Filling the missing rows/gap in the data

  • Hello,

    I have been setting up a database where I can store our sales and activity data, and struggling at some point, since I'm learning on the job. 🙂 But now I ran into an issue as I mentioned below.

    P.S. I ran into an issue with dynamic SQL and pivoting the other day, and the folks here helped me out every time I got stuck. So, I thought that the best way to learn how I can pull this off is to ask from here, since there is no one around me I can ask.

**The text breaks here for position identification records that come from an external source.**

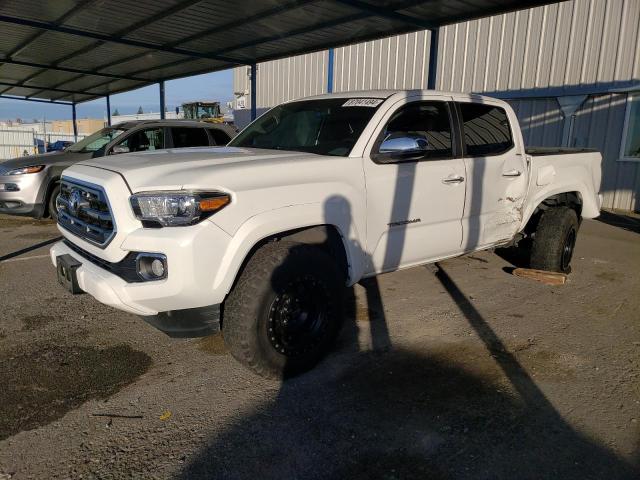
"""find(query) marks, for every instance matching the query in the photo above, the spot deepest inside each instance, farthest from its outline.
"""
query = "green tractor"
(205, 111)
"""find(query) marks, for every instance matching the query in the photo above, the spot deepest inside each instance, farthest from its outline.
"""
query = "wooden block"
(542, 276)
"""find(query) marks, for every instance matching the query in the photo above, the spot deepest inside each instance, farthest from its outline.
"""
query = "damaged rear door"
(497, 173)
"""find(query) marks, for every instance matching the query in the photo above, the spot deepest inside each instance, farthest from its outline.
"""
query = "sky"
(211, 86)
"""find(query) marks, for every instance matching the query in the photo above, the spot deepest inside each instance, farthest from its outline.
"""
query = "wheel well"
(326, 237)
(572, 200)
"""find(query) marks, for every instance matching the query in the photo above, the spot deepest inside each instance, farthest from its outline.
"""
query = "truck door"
(415, 183)
(496, 172)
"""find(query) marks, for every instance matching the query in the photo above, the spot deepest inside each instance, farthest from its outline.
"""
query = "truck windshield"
(96, 141)
(325, 127)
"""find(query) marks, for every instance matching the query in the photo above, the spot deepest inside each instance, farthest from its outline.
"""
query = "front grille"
(83, 209)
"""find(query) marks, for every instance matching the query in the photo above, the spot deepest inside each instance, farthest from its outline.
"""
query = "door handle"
(512, 173)
(453, 180)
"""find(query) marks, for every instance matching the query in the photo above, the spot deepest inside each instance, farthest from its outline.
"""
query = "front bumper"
(193, 256)
(26, 199)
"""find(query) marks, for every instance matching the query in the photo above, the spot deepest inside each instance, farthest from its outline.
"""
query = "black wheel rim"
(567, 248)
(299, 316)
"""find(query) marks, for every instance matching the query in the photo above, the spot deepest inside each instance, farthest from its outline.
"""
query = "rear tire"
(51, 203)
(554, 240)
(286, 309)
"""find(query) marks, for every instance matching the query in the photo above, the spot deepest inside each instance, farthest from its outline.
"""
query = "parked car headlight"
(173, 209)
(24, 170)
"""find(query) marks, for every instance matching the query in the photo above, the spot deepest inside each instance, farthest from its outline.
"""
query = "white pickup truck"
(260, 237)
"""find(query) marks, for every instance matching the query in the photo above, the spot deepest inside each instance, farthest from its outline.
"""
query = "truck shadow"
(405, 414)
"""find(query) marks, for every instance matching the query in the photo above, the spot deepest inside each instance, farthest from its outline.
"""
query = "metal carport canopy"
(75, 51)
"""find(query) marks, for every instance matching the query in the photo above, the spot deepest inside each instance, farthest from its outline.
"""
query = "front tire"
(554, 240)
(286, 309)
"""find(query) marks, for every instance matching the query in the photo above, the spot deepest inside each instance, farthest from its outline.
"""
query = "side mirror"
(404, 145)
(119, 149)
(401, 149)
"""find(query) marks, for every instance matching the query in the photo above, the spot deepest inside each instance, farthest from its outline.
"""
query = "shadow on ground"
(465, 410)
(40, 386)
(626, 222)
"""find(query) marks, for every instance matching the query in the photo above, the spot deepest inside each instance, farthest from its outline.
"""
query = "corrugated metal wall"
(580, 42)
(394, 62)
(576, 44)
(286, 79)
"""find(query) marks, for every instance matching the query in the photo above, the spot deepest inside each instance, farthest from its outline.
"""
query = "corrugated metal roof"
(75, 51)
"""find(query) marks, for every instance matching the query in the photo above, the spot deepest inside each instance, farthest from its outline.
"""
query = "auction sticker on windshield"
(363, 102)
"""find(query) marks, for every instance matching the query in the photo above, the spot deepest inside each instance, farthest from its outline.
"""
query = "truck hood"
(193, 167)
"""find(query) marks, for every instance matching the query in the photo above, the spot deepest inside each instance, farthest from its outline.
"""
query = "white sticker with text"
(363, 102)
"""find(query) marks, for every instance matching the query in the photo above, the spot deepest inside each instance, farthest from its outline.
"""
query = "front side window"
(189, 137)
(631, 139)
(486, 129)
(143, 140)
(325, 127)
(418, 131)
(96, 141)
(220, 137)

    I have a table as follows where I store the monthly sales. But, there are missing rows, since there are no sales in some months. I've attached a sample data to define what I'm pointing out. As you may see in the screenshot, no sales recorded for the subterritory "IS02" within September, that's why no record displays in the table. So, filling the gaps with the relative records and putting "0" in "UNITS" for the months with no sales is what I need at this point.

    Please refer the Sample_Data_2 too see an illustration about what I need to perform.

    Thanks in advance

  • What you're looking for here is a Calendar/Tally table[/url].

    Thom~

    Excuse my typos and sometimes awful grammar. My fingers work faster than my brain does.
    Larnu.uk

  • seismicbeat (10/31/2016)


    Hello,

    I have been setting up a database where I can store our sales and activity data, and struggling at some point, since I'm learning on the job. 🙂 But now I ran into an issue as I mentioned below.

    P.S. I ran into an issue with dynamic SQL and pivoting the other day, and the folks here helped me out every time I got stuck. So, I thought that the best way to learn how I can pull this off is to ask from here, since there is no one around me I can ask.

    I have a table as follows where I store the monthly sales. But, there are missing rows, since there are no sales in some months. I've attached a sample data to define what I'm pointing out. As you may see in the screenshot, no sales recorded for the subterritory "IS02" within September, that's why no record displays in the table. So, filling the gaps with the relative records and putting "0" in "UNITS" for the months with no sales is what I need at this point.

    Please refer the Sample_Data_2 too see an illustration about what I need to perform.

    Thanks in advance

    Pictures are good but they're tough to execute. If you'd like a coded answer, please see the first link in my signature line below.

    --Jeff Moden


    RBAR is pronounced "ree-bar" and is a "Modenism" for Row-By-Agonizing-Row.
    First step towards the paradigm shift of writing Set Based code:
    ________Stop thinking about what you want to do to a ROW... think, instead, of what you want to do to a COLUMN.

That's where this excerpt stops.